Erro: Afirma que controles internos eficazes elevam o risco de controle. Na verdade, controles internos eficazes reduzem o risco de controle, pois diminuem a probabilidade de que ocorram distorções relevantes não prevenidas ou detectadas. O risco de controle é maior quando os controles são fracos ou inexistentes.

Alternativa B — ❌ Incorreta

Erro: Diz que controles internos eficazes podem eliminar o risco de controle. O risco de controle nunca é eliminado; sempre existe alguma possibilidade de que os controles não sejam eficazes, devido a limitações inerentes como erro humano, conluio ou burla. A NBC TA 315 afirma que o risco de controle é sempre presente, e o auditor deve avaliá-lo, não presumir sua eliminação.

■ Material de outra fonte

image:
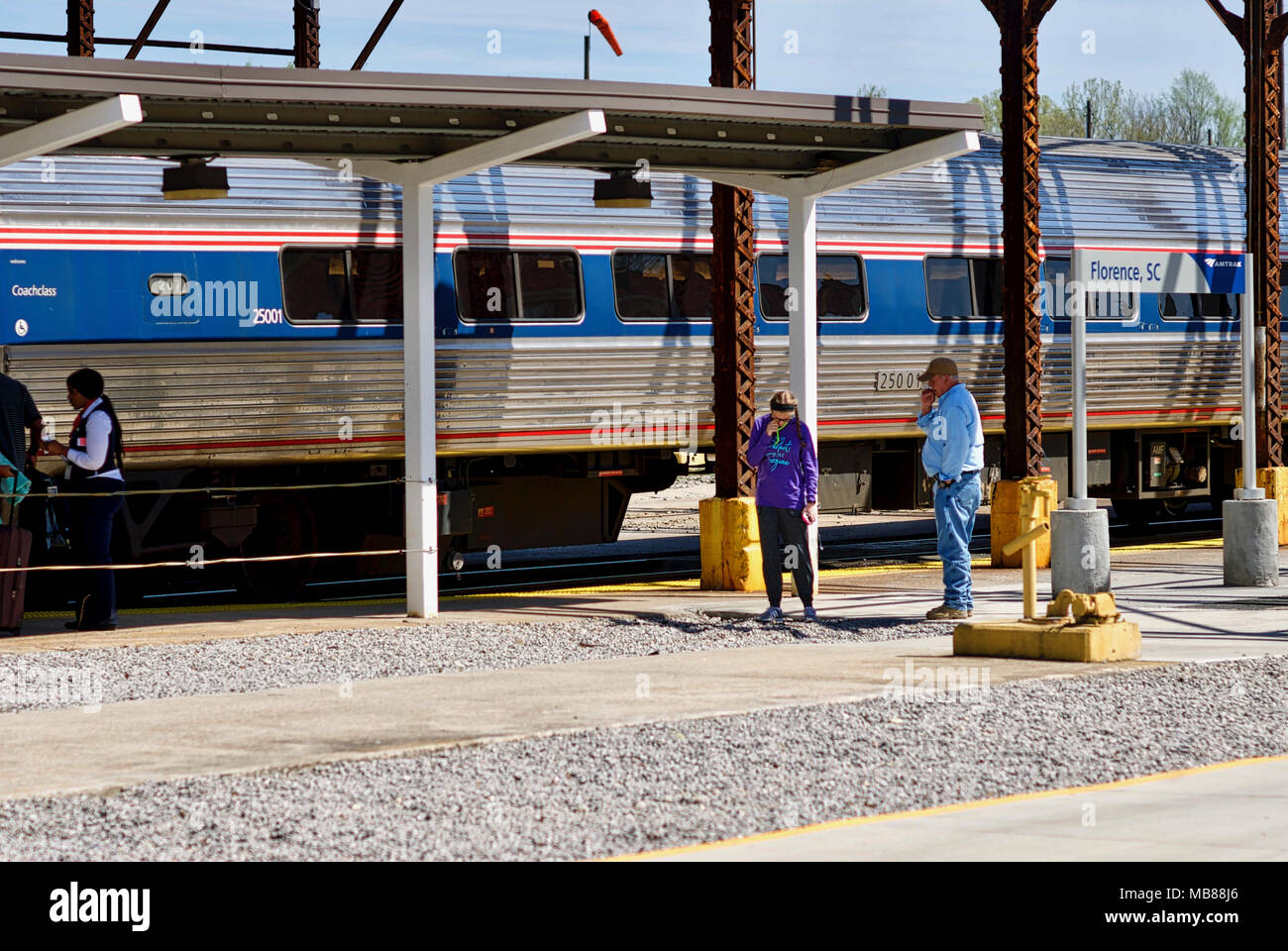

Alternativa C — ✅ Correta ⟵ GABARITO

Fundamento: A relação inversa entre riscos de distorção relevante (RDR) e risco de detecção (RD) é um princípio fundamental da auditoria. Quanto maior a percepção do auditor sobre os riscos de distorção relevante (inerente e controle), menor deve ser o risco de detecção aceito para que o risco de auditoria se mantenha em nível baixo. Isso implica procedimentos mais extensos e evidências mais robustas. A NBC TA 200 estabelece essa relação.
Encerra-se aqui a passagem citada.